Science-based Trials of Row Crops with Prairie Strips (STRIPS) was one of the highlights during a recent field day held at the ISU Armstrong Research and Development Farm near Lewis. (Photo credit: Kriss Nelson/Iowa Soybean Association).
Building resilience in cropping systems
July 7, 2022 | Kriss Nelson
Grasses and flowers native to the state are popping up in Iowa corn and soybean fields—and it’s intentional.
A recent field day sponsored in part by the Iowa Soybean Association (ISA) showed how a team at Iowa State University is adding native grasses and flowers to traditional fields, which is reducing soil erosion, improving water quality, and providing wildlife habitat.
The event, hosted by Iowa State University Extension and Outreach, the Wallace Foundation and the United States Department of Agriculture’s Natural Resources Conservation Service, in collaboration with the Southwest Iowa Soil Health (SWISH) team, was held at the ISU Armstrong Research and Development Farm near Lewis.
In addition to the Science-based Trials of Row Crops with Prairie Strips (STRIPS), experts also explored corn rootworm management and how to maximize cover crop benefits.
“The Iowa State University STRIPS team has been conducting exciting research on how the strategic placement of prairie strips in a field can have many positive outcomes on a grower’s operation,” says Ben Porepp, ISA conservation agronomist.
The STRIPS program came to life in 2007 when a group of researchers at ISU integrated prairie vegetation back into fields traditional planted to corn and soybeans. Prairie vegetation was prominent before settlement in the state.
“Prairie was once the dominate ground cover,” says Tim Youngquist, agriculture specialist with the STRIPS program. “Now, we have corn and soybeans covering 70% of Iowa. We have two annual crops active for about five months of the year.”
Researchers planted strips of native grasses and flowers in various spots of the field, including the bottom of hills, alongside waterways and terrace channels.
“Prairie strips are a great option for protecting soil and water in susceptible parts of a farmer’s field,” says Porepp.
By converting 10% of a crop field into prairie, results showed a reduction of erosion leaving the field—by as much as 95%.
“You can keep that soil in the field,” Youngquist says. “Prairie plants have grown here for thousands of years. They are uniquely designed to handle the hot summers and cold winters. They have thick stems and deep roots. Not only does water infiltrate down into the strips, but these stiff stems also act as a stiff bristle comb and help water absorb as it moves through the field.”
In addition to soil and water health benefits along with installing planting strips, Youngquist says there has been a noticeable increase in the presence of bees, birds and other wildlife. There has been three times the number of pollinators and twice the number of birds with the addition of prairie strips back into the fields of row crops.
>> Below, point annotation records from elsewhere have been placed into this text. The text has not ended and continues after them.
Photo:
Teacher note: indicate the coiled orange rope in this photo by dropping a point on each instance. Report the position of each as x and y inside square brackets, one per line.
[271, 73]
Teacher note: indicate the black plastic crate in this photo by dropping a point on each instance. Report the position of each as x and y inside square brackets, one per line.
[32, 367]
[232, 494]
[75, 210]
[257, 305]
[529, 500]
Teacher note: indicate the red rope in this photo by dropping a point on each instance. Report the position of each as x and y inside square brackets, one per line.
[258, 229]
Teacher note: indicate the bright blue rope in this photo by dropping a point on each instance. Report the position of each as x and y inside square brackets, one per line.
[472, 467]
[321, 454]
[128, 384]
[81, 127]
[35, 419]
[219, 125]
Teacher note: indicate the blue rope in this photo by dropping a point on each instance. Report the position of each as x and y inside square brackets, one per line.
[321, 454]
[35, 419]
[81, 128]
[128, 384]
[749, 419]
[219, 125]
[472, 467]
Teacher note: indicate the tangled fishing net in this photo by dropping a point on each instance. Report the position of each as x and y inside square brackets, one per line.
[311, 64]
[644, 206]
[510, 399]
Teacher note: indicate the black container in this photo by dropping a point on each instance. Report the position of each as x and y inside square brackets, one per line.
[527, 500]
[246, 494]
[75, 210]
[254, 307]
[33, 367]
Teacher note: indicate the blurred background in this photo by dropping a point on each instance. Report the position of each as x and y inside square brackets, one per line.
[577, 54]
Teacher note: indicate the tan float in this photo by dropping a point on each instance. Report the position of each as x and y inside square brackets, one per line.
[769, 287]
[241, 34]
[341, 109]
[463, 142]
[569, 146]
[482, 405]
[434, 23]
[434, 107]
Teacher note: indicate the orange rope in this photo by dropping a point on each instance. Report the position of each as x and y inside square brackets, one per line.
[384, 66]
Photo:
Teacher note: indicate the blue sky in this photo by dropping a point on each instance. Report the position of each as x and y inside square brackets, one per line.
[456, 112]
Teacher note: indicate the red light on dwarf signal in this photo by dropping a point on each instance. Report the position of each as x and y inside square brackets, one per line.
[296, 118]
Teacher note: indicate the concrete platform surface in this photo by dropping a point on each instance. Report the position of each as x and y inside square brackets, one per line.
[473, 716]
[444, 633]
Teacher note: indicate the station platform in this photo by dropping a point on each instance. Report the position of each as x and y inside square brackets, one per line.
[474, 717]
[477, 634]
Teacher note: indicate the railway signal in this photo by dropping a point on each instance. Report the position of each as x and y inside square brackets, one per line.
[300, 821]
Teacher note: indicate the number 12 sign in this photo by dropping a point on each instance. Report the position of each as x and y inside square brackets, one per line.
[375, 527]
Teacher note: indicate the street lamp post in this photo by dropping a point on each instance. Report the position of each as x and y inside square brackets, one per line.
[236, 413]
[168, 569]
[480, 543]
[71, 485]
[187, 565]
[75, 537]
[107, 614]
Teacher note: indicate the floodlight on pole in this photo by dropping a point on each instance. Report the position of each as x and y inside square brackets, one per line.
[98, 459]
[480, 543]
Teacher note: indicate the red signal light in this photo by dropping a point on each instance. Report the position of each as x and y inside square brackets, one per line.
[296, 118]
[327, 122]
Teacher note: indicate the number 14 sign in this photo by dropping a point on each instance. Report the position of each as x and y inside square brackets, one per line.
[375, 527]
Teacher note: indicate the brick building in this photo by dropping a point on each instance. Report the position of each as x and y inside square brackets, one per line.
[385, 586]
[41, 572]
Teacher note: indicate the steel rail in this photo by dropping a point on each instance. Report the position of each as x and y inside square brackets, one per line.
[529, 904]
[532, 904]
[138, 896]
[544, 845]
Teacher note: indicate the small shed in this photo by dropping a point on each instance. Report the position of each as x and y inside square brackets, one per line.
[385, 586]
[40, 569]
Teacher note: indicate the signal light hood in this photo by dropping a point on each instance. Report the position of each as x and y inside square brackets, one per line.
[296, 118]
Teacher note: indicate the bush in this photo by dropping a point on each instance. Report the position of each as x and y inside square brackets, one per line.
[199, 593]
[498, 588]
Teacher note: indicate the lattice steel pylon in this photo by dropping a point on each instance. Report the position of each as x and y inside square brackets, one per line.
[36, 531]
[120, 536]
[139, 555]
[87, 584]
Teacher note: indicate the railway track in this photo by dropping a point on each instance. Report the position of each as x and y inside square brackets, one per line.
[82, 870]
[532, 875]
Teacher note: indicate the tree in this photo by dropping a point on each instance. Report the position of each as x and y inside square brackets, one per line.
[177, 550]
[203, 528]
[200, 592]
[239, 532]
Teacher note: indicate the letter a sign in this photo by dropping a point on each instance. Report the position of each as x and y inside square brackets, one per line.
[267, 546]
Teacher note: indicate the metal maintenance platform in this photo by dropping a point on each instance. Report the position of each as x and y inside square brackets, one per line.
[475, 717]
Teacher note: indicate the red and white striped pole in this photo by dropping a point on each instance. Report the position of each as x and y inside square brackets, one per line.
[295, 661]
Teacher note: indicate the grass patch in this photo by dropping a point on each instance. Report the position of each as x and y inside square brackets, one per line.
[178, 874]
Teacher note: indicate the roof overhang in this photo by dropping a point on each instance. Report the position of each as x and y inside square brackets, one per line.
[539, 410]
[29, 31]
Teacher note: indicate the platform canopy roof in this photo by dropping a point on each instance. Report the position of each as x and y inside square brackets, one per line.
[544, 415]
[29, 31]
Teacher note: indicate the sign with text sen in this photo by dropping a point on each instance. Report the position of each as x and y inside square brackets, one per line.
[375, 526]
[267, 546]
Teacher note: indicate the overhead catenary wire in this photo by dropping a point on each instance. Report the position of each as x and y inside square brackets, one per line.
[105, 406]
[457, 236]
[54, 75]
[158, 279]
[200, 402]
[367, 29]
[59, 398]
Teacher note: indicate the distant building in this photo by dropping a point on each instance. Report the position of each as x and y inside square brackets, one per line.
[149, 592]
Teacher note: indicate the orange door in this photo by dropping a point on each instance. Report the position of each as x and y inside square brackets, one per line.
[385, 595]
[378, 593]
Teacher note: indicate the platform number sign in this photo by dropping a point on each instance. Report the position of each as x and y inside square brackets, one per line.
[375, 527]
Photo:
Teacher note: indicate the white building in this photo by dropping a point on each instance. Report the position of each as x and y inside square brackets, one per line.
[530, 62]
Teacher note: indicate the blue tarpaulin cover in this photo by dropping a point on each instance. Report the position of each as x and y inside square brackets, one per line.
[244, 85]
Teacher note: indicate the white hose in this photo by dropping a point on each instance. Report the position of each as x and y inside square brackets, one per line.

“To keep soil in place and healthy water in Iowa, it will take a lot of practices on many acres. Prairie strips are just another way and bring a habitat value,” says Youngquist, who also farms in Sac County.
He realizes the economics of farming but sees some “unintended consequences” that have come with planting acres solely in a corn-soy rotation.
On the Youngquist farm, they have placed prairie strips near a creek, on the steepest edges of the field, and also in the least productive parts.
“Having so much of our land area covered with these two crops that are only active a few months of the year has created an issue with our valuable topsoil,” he says. “This is some of the best soil in the world eroding off our fields into the waterways as well as the nutrients that come with it.”